As I sit here procrastinating on making cheesecake for our Independence Day celebration later, I am reflecting on the meaning of this day and what it meant for our ancestors.

African American Revolutionary War Soldiers

For me, it hits differently. I am descended from at least two Revolutionary War soldiers: one White, Colonel French Strother, and one Black, Thomas Shaw. Shaw was an enslaved man from Culpeper, Virginia, who served as a substitute, possibly for his owner. Strother was his commander. One of Strother's sons later became a Congressman for Virginia and fathered a child with Shaw's daughter, Betsey, who was my fourth great-grandmother.

As I think about the intricacies of my blood, I also think about the intricacies of what we call freedom. What does it really mean? Moreover, who was included in the struggle for Independence, and what motivated them to fight? For my 5th great-grandfathers, the reasons were varied. Col. French Strother may have been trying to protect his family and property and stand up for a new nation. Thomas Shaw enlisted at 44 and was fighting for something else: a chance at true freedom.
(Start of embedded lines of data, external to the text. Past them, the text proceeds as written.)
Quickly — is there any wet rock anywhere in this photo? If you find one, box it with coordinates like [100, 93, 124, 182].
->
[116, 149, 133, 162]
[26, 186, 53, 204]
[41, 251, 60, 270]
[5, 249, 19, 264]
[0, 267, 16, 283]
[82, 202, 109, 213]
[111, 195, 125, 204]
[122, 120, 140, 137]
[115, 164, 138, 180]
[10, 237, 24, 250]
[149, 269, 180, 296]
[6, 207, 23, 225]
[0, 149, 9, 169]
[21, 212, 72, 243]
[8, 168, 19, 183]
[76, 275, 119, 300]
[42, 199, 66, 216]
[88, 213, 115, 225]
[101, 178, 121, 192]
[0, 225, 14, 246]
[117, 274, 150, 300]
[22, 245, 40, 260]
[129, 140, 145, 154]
This freedom included the right to own his own body, think for himself, be treated like a human being, and claim the rights that the Founding Fathers guaranteed to all men in the Constitution.

I don't know if he ever truly got any of it; while he listed on the 1813 Culpeper property tax list as a free negro alongside his daughters Betsey and Mahala, by 1814, he had died. I often question what his years in freedom looked like. Did he feel free? How did he live? What I do know is that Betsey's daughter, Lucy, by Strother's son, had no questions about her status as a free Black woman. She defied the law and social norms of the time by listing her White father's name on her marriage license. When her two young sons were being abused by the White man they were indentured to in 1838, she successfully sued for them to be released from that indentureship. Freedom for Lucy was the right to protect her family, and she recognized that as a free person, she was entitled to satisfaction under the law, and her skin color should have no bearing on that. I often admire her bravery at a time when both women and people of color were totally disenfranchised in the United States.

I also think about how fortunate I am to know how my family participated in the shaping of the United States when so many others do not. I am amazed at the lack of information about how African Americans and Indigenous people fought so bravely in the Revolution and how it seems that we as a country have forgotten what it was really all about. Before there were barbecues and fireworks, there were men, women, and children of different races fighting to free us from tyranny and oppression. However, seeing current events makes me wonder if we as a country need a refresher on these sacrifices. Have we lost the true meaning of independence?

As someone reflective of how the past affects the future, I invite my readers to do their own research. However, I have a few recommendations below that I have found helpful in my understanding of the shaping and perspectives on the beginnings of our nation:


African Americans in the Revolutionary War by Michael Lee Manning

The Negro in the American Revolution by Benjamin Quarles

What is the Fourth of July to a Slave? by Frederick Douglass

Mr. Jefferson's Lost Cause: Land, Farmer's, Slavery and the Louisana Purchase by Roger G. Kennedy

TV and Movies:

Turn: Washington's Spies (AMC) (Prime)

Franklin (Apple TV+)

Jefferson in Paris (Movie)

Jamestown (PBS) (Prime)

These are just a few of my favorite reads and watches, and I hope you enjoy and learn from them, too. Happy Fourth!